JAKARTA — Investor kawakan Indonesia, Lo Kheng Hong, kembali menjadi perhatian pasar modal setelah tercatat membeli ratusan juta saham PT Salim Ivomas Pratama Tbk (SIMP) di tengah penurunan harga saham emiten perkebunan milik Grup Salim tersebut.
Dilansir Kontan, berdasarkan data Kustodian Sentral Efek Indonesia (KSEI) per 21 Mei 2026, Lo Kheng Hong tercatat mulai masuk sebagai pemegang saham SIMP dengan kepemilikan mencapai 793,64 juta lembar saham atau setara 5,12 persen.
Aksi beli tersebut langsung menjadi sorotan pelaku pasar karena dilakukan saat harga saham SIMP tengah mengalami tekanan cukup dalam. Pada perdagangan Jumat (22/5/2026) sekitar pukul 10.00 WIB, saham SIMP berada di level Rp525 per saham setelah turun sekitar 38 persen dalam satu bulan terakhir.
Masuknya Lo Kheng Hong ke saham SIMP dinilai menarik karena investor yang dikenal dengan strategi value investing itu kerap membeli saham ketika harga berada di level rendah dan valuasi dianggap menarik.
SIMP sendiri merupakan perusahaan perkebunan dan minyak sawit yang berada di bawah kendali Grup Salim. Dalam struktur kepemilikan terbaru, Indofood Agri Resources Ltd masih menjadi pemegang saham terbesar dengan kepemilikan sekitar 73,46 persen atau setara 11,38 miliar saham.
Sementara PT Indofood Sukses Makmur Tbk menggenggam sekitar 1,03 miliar saham atau 6,68 persen.

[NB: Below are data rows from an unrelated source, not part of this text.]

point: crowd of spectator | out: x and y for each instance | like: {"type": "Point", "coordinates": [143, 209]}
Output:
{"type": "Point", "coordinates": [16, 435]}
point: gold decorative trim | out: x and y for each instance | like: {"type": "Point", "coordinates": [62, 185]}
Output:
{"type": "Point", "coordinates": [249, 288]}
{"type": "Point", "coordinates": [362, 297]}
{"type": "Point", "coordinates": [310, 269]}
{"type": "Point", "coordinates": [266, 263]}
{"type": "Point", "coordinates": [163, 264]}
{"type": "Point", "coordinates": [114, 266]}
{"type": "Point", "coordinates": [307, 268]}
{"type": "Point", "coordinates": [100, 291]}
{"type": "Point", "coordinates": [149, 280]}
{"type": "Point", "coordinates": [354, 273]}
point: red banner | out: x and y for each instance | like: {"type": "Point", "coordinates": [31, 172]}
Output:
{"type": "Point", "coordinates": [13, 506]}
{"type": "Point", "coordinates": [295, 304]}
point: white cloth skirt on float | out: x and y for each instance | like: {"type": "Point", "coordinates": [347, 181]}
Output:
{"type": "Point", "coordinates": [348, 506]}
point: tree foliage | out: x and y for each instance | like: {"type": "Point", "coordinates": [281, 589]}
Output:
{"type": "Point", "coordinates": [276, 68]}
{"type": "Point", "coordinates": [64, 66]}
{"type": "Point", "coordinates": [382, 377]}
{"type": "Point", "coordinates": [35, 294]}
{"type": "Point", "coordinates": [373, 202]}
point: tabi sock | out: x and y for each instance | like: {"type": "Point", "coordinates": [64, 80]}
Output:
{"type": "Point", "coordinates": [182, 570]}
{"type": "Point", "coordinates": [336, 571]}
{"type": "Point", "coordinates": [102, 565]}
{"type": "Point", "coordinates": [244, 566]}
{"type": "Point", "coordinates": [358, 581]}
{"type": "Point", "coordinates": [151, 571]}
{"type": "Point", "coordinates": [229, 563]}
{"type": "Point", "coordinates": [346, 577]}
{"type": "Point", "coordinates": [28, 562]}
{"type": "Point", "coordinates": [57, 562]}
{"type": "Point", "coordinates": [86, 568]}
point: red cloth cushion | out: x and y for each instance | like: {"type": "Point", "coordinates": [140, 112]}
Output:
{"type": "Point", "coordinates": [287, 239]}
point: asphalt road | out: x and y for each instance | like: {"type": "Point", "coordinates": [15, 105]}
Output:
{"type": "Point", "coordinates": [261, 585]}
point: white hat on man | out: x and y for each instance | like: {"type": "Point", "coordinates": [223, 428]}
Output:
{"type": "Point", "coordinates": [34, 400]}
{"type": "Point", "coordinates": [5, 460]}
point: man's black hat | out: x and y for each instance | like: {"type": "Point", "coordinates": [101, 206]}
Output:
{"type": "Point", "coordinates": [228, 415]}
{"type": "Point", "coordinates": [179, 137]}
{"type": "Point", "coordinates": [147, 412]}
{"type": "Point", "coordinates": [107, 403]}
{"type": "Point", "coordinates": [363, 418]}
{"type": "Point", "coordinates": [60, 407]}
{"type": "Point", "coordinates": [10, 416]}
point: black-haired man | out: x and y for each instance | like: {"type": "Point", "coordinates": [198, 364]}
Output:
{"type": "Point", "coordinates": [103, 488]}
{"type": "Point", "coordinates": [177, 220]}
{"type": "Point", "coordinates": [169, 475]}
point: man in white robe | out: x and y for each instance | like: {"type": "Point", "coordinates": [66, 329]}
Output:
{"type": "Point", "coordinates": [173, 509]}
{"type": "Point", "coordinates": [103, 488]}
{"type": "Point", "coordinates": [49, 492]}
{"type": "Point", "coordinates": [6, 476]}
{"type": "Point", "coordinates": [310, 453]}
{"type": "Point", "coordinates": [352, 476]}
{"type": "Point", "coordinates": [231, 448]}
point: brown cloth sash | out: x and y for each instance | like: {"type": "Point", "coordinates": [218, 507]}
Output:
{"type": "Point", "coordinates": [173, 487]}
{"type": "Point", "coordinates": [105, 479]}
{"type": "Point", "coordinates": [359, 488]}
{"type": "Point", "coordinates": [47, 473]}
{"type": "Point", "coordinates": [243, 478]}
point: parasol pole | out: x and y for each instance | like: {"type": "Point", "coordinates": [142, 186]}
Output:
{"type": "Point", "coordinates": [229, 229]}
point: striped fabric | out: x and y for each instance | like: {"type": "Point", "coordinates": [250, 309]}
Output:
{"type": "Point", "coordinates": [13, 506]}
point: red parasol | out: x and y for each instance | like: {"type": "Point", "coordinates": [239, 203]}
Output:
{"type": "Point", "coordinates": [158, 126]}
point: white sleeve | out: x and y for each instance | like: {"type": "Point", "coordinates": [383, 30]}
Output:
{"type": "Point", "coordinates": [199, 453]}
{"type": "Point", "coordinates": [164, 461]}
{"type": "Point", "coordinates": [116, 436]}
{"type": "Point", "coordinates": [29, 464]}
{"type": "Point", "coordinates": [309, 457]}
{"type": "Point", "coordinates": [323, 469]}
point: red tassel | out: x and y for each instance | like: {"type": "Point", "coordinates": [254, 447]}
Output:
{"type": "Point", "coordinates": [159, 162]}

Di sisi lain, jumlah investor saham SIMP juga mengalami peningkatan signifikan dalam beberapa waktu terakhir. Berdasarkan laporan registrasi pemegang efek per April 2026, jumlah pemegang saham SIMP bertambah 2.308 investor.
Total investor saham SIMP naik dari 17.429 pemegang saham menjadi 19.737 pemegang saham pada akhir April 2026.
Kenaikan jumlah investor tersebut terjadi seiring meningkatnya perhatian pasar terhadap saham SIMP setelah nama Lo Kheng Hong muncul dalam daftar pemegang saham perusahaan.
Selain pemegang saham pengendali, kepemilikan publik non-warkat tercatat mencapai sekitar 18,22 persen atau setara 2,82 miliar saham. Adapun kepemilikan publik warkat berada di kisaran 1,63 persen atau sekitar 253,62 juta saham.
Aksi Lo Kheng Hong memborong saham SIMP kembali memunculkan spekulasi bahwa investor senior tersebut melihat potensi jangka panjang pada sektor perkebunan dan minyak sawit, terutama setelah harga saham mengalami koreksi cukup tajam dalam beberapa pekan terakhir.